The goal is to recruit students from low-income families beginning in seventh grade and support them through high school and college. We provide academic and career guidance, academic support with tutorial services and tiered mentoring, mentoring with a health professional, service-learning opportunities, summer programs with leadership development and exposure to the health professions.
The Academy focuses on building self-confidence and teaching time-management skills, analytical thinking and how to study in order to prepare students for the rigors of college and health professional schools. It also focuses on parent empowerment (most of whom never attended college), offering help in securing financial aid and advice about how to support their child’s academic journey.
In a school district where a quarter of students drop out by senior year, the Doctors Academy is achieving some much-needed results. Every student in the program has graduated from high school, and every student who has finished the program has been accepted to college. The program’s alumni have gone on to medical school at Brown University and the University of California, San Francisco, among others.
We all recognize how long and difficult the road to higher education can be. Having been raised by immigrant grandparents, and being a farm worker myself, I found myself struggling as an undergraduate at Stanford University. Social and emotional support from two classmates, also from “low-performing” high schools and from immigrant families, helped pull me through. My dream was to return to the Central Valley as a physician to help smooth the way for others in similar circumstances to be successful in college and achieve their professional dreams.
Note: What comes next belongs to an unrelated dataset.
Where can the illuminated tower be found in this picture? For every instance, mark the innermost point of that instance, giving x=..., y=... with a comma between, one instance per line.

Today, the Doctors Academy is preparing students to succeed even at Ivy League schools, providing them with mentors and other resources to make the adjustment. At the same time, the Academy instills a sense of community service so that its students will, hopefully, return to the region one day as doctors, nurses, dentists and other health workers and provide culturally appropriate services.
By supporting high school health professions pathways — pathways that are academically challenging and focused on the health professions — we can improve student achievement, expand career choices for young people, as well as develop a more culturally sensitive healthcare workforce for each of our communities.
Dr. Katherine Flores is the director of the UCSF Fresno Latino Center for Medical Education and Research and a 2010 recipient of the James Irvine Foundation Leadership Awards.